Search code examples
rregexlatexr-markdownpandoc

regex to match othermost tags (string pair)


I have a book that was written in Sweave and contains a lot of Latex that I am trying to convert to Rmarkdown. I have managed to write a script that converts most of the Latex to reasonable markdown but nested lists eludes me.

My idea so far is to detect when a list starts and ends and then pass it onto pandoc for conversion since I think making a parser would be make it unnecessarily difficult. The problem is detecting where the list starts and ends when the list is nested.

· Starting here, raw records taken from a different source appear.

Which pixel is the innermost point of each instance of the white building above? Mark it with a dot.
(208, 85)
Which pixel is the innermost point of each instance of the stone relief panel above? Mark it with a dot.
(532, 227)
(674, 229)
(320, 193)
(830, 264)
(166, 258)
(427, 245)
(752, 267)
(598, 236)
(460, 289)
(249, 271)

I found an example of matching bracketed tags here but I haven't been able to figure out how to convert it to match \begin and \end. (Regex match outer nested tags)

Example data:

meh meh

\begin{itemize}
\item something1
\begin{itemize}
\item something1.1
\item something1.2
\end{itemize}
\item something2
\begin{itemize}
\item something2.1

\item something2.2
\end{itemize}
\end{itemize}

blah blah

\begin{itemize}
\item somethingelse1
\item somethingelse2
\end{itemize}

the end.

There should be two matches above. One for the nested list and one for the below list. Can this be done with a regex or do you see some smarter way?


Solution

  • The regex that matches recursively between \begin{...} and \end{...} is a PCRE regex like

    (?s)\\begin\{[^{}]*}(?:(?!\\(?:end|begin)).|(?R))*\\end\{[^{}]*}
    

    A more efficient version of the regex (unrolled one, I also added a check for { after \begin and \end in the lookahead) is:

    \\begin\{[^{}]*}(?:[^\\]*(?:\\(?!(?:end|begin)\{)[^\\]*)*|(?R))*\\end\{[^{}]*}
    

    See the regex demo #1 and regex demo #2. Details:

    • (?s) - a singleline/dotall/s modifier that makes . match across line breaks
    • \\begin\{ - \begin{ string
    • [^{}]* - zero or more chars other than { and }
    • } - a } char
    • (?:(?!\\(?:end|begin)).|(?R))* - zero or more occurrences, as many as possible, of
      • (?!\\(?:end|begin)). - any one char that does not start a \end or \begin char sequence
      • | - or
      • (?R) - the whole regex pattern is recursed
    • \\end\{ - \end{ string
    • [^{}]*} - zero or more chars other than { and } and then a } char.

    Sample R code:

    x <- "meh meh\n\\begin{itemize}\n\\item something1\n\\begin{itemize}\n\\item something1.1\n\\item something1.2\n\\end{itemize}\n\\item something2\n\\begin{itemize}\n\\item something2.1\n\\item something2.2\n\\end{itemize}\n\\end{itemize}\nblah blah\n\\begin{itemize}\n\\item somethingelse1\n\\item somethingelse2\n\\end{itemize}\nthe end.\n"
    reg <- "(?s)\\\\begin\\{[^{}]*}(?:(?!\\\\(?:end|begin)).|(?R))*\\\\end\\{[^{}]*}"
    ## reg2 <- "\\\\begin\\{[^{}]*}(?:[^\\\\]*(?:\\\\(?!(?:end|begin)\\{)[^\\\\]*)*|(?R))*\\\\end\\{[^{}]*}"
    result <- regmatches(x, gregexpr(reg, x, perl=TRUE))
    

    Output:

    > result
    [[1]]
    [1] "\\begin{itemize}\n\\item something1\n\\begin{itemize}\n\\item something1.1\n\\item something1.2\n\\end{itemize}\n\\item something2\n\\begin{itemize}\n\\item something2.1\n\\item something2.2\n\\end{itemize}\n\\end{itemize}"
    [2] "\\begin{itemize}\n\\item somethingelse1\n\\item somethingelse2\n\\end{itemize}"